Com uma introdução tão bem feita, tão bem pensada para criar o medo em quem escuta, a banda consegue logo em seguida puxar a total adrenalina dentro da alma de cada um, uma que consegue logo de cara ganhar todos os que escutam esse trabalho excelente criado pela K.R.K

Se a faixa Still the Ashes Reveal  já começa no grito, começa puxando mais o Deathcore, então a faixa seguinte intitulada “Eclipse” começa puxando o Death Metal, com um gutural muito profundo que consegue calar a boca de todos que um dia duvidaram da capacidade dessa banda incrível que consegue usar de forma extremamente inteligente a sonoridade do teclado.

Eclipse é a faixa que deixa claro para todos que a banda sabe apostar em coisas novas, sabe utilizar novos instrumentos e sair do mesmo, sabe criar uma base diferente, sabe também destruir tudo, uma música que consegue ganhar o respeito de qualquer pessoa.

Um ponto muito importante e interessante é que essa banda pode muito bem agradar a todos que escutam um bom e bem feito Symphonic Black Metal, uma vez que a banda tem um lado meio puxado para a melodia obscura do Symphonic Black Metal, conseguindo com isso puxar a alma de todos para as musicas da Kill Robot Kill.

Fear Makes the Wolf Look Bigger é um excelente exemplo de atmosfera Symphonic Black Metal, ela tem uma capacidade de colocar as sombras em sua mente e tem uma impactante bateria que consegue puxar um prato da melhor maneira possível, trabalhando todos os instrumentos da forma mais criativa possível, uma qualidade impecável dessa banda é que o baixo consegue aparecer da forma mais excelente possível, ele não fica escondido, uma guitarra que consegue puxar um peso excelente e melodia excelente também, criatividade não falta para essa banda.
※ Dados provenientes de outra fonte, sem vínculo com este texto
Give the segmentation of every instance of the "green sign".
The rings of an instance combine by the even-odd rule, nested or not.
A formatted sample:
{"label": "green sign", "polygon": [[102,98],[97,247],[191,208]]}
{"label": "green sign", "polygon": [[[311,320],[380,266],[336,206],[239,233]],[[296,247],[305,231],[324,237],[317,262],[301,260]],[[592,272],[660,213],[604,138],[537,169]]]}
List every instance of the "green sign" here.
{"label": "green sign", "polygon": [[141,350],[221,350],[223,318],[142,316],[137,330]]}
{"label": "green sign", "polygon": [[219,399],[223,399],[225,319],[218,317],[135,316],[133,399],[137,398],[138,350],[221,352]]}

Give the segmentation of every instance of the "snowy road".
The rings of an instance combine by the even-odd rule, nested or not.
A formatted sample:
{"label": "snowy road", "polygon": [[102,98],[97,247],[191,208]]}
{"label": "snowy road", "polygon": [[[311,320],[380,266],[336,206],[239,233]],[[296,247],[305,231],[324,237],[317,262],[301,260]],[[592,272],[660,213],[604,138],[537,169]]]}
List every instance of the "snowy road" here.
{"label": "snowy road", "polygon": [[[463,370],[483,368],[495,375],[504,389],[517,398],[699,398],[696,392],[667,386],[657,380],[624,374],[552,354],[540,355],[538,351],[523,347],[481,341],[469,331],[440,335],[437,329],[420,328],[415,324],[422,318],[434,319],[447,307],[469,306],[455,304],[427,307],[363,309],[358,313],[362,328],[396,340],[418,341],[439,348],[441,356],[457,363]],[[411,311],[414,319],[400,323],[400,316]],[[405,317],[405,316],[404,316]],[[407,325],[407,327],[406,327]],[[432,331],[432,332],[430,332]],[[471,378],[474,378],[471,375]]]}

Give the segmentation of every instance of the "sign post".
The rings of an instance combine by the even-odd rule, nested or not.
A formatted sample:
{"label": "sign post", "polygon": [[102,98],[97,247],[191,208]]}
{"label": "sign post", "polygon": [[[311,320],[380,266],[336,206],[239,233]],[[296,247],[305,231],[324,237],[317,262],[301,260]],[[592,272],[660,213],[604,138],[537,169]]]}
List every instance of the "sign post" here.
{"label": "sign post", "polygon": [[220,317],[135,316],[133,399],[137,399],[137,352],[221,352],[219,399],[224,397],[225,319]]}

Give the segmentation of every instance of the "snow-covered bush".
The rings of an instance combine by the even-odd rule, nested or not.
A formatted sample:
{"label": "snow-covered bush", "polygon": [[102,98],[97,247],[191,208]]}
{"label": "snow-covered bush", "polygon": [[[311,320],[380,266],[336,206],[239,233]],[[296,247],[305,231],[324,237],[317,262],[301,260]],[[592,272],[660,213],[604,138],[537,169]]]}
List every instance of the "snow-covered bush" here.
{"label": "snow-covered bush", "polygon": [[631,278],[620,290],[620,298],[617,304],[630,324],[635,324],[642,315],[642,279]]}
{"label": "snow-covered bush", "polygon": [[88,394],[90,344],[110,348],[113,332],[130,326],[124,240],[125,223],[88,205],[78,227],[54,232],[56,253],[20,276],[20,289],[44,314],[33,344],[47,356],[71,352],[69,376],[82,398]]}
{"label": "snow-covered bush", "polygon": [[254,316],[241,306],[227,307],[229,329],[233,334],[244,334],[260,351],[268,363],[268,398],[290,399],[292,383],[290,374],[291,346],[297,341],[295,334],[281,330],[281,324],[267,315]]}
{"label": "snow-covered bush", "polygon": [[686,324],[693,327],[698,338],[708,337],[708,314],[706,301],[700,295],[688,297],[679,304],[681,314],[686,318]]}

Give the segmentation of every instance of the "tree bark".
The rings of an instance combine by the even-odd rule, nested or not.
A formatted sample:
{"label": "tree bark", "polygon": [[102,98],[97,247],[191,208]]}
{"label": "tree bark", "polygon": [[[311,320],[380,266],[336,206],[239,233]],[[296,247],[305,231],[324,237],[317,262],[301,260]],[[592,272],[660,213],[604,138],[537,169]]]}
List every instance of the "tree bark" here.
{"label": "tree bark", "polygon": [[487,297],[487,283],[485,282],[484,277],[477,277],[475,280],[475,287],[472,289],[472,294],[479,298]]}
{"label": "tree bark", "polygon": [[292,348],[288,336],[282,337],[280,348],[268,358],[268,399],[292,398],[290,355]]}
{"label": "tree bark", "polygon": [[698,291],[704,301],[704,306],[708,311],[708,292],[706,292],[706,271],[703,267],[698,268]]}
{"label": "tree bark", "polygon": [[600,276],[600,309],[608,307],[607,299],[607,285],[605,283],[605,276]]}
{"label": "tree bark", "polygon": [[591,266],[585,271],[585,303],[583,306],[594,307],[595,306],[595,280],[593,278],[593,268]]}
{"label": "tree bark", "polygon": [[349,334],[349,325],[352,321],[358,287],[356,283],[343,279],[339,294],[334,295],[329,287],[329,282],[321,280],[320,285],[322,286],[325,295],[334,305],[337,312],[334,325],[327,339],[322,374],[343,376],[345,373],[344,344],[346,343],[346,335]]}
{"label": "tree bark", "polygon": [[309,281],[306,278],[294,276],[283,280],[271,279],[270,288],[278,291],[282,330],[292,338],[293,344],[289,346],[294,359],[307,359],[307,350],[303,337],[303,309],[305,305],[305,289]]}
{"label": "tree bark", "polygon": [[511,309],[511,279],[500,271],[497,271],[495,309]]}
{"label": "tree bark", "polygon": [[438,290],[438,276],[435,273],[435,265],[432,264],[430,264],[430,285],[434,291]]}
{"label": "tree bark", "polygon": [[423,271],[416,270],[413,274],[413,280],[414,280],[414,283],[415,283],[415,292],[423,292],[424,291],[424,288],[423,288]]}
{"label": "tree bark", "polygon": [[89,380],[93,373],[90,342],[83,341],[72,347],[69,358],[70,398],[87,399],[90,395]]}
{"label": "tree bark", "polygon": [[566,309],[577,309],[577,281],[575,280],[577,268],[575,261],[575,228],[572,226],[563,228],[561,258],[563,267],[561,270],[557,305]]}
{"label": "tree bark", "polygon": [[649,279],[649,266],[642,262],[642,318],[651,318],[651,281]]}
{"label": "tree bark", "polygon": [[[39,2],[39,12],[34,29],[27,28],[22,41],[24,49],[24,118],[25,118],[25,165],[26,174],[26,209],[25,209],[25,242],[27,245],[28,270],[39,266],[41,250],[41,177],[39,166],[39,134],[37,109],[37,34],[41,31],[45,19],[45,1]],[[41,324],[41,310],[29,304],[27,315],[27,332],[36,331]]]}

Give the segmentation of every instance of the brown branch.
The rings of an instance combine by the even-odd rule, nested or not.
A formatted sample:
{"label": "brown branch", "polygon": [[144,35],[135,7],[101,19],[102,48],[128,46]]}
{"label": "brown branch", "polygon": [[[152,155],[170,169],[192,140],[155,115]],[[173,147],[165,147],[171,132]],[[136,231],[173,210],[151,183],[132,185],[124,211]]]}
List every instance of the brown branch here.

Já que é para criar medo então esta no momento de nascer a música “Enter: The Devil” uma música de outro planeta, realmente a melhor música do álbum, pela capacidade, pela agressividade e pela magnífica forma de ser cantada e com a alma que ela chega para todos, uma música que não deixa faltar nada.

Enter: The Devil é o exemplo de como fazer uma música de outro nível, uma forma me mostrar para todos que o peso não precisa ser repetitivo e que a junção do Deathcore com o Death Metal é genial se conseguir trabalhar com ambos e essa banda não só consegue, ela faz tudo isso de forma extremamente divina.

Kill Robot Kill, uma banda que consegue fazer a destruição ser ainda maior com o Deathcore.